Tickets to tour the castle can be purchased upon arrival at the Visitors Center. Pre-purchase tickets online at reserveamerica.com beginning Nov. 16. The museum entrance fee is $6 for general admission, $2 for children ages 6-12, and free for children ages 5 and under, CT Disabled Veterans pass holders, and those CT seniors who hold Charter Oak passes.

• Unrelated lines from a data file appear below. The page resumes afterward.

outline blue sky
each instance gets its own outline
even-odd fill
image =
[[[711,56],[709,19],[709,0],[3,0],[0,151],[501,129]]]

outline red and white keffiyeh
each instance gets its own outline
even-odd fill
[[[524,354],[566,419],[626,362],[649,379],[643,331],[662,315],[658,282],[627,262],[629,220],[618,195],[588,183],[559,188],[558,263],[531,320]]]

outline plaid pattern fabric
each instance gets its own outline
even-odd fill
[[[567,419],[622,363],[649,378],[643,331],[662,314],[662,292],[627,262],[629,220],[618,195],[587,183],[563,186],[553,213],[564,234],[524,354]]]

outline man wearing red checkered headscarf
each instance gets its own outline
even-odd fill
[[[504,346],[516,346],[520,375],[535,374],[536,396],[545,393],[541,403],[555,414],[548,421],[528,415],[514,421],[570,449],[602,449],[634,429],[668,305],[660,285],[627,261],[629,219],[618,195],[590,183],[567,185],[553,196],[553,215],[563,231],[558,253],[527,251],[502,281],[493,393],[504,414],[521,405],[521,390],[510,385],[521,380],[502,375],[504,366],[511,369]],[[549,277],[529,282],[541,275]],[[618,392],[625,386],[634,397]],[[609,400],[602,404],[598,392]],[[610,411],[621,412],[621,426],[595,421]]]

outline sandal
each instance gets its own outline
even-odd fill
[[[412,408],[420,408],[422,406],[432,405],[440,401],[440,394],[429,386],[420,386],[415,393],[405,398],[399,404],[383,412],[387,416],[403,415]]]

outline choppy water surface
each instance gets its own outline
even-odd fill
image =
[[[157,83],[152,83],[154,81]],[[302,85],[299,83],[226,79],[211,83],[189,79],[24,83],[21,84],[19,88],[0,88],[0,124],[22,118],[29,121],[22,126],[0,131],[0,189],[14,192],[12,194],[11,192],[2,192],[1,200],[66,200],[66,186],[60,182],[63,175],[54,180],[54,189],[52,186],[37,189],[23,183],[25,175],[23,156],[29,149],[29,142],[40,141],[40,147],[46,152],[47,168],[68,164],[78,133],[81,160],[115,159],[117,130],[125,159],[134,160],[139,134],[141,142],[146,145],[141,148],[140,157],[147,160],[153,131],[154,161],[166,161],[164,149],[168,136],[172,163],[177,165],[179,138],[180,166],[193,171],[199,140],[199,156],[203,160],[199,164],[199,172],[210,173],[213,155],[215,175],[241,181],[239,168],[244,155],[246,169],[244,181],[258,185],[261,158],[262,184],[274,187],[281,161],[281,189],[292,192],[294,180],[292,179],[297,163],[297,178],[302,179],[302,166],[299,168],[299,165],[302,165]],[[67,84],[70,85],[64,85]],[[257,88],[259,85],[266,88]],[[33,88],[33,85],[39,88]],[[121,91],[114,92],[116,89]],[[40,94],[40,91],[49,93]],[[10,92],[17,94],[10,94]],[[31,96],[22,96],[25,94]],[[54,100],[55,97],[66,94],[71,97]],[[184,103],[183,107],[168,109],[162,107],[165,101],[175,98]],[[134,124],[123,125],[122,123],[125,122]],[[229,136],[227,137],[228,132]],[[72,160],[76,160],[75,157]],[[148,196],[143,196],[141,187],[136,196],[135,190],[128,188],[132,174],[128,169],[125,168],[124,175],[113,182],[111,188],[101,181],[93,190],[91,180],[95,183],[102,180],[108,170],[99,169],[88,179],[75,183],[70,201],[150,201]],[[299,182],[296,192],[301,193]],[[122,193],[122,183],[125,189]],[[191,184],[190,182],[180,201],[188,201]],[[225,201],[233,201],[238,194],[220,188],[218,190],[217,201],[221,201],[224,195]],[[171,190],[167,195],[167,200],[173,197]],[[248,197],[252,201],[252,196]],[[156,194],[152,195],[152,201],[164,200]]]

The castle was decorated by many dedicated volunteers and friends including Ballek’s Garden Center, Dominion Energy Employees, East Haddam Business Association, East Haddam Economic Development Commission, East Haddam Stage Company, Eightmile River Wild & Scenic Watershed, Friends of Dinosaur Park and Arboretum, Friends of Gillette Castle State Park , Friends of Hammonasset State Beach, Friends of Pachaug Forest, Friends of Rathbun Library, Friends of Sunrise-Macamoodus State Park, Goodspeed’s Station Country Store, Japanese Society of Greater Hartford, Office of Representative Melissa Ziobron, Sherlock Grill, and the Yuris Family.
Founded in 1998, The Friends of Gillette Castle State Park is a nonprofit, all-volunteer organization that is dedicated to the preservation, conservation, and education of the castle and its grounds. We are always accepting new members.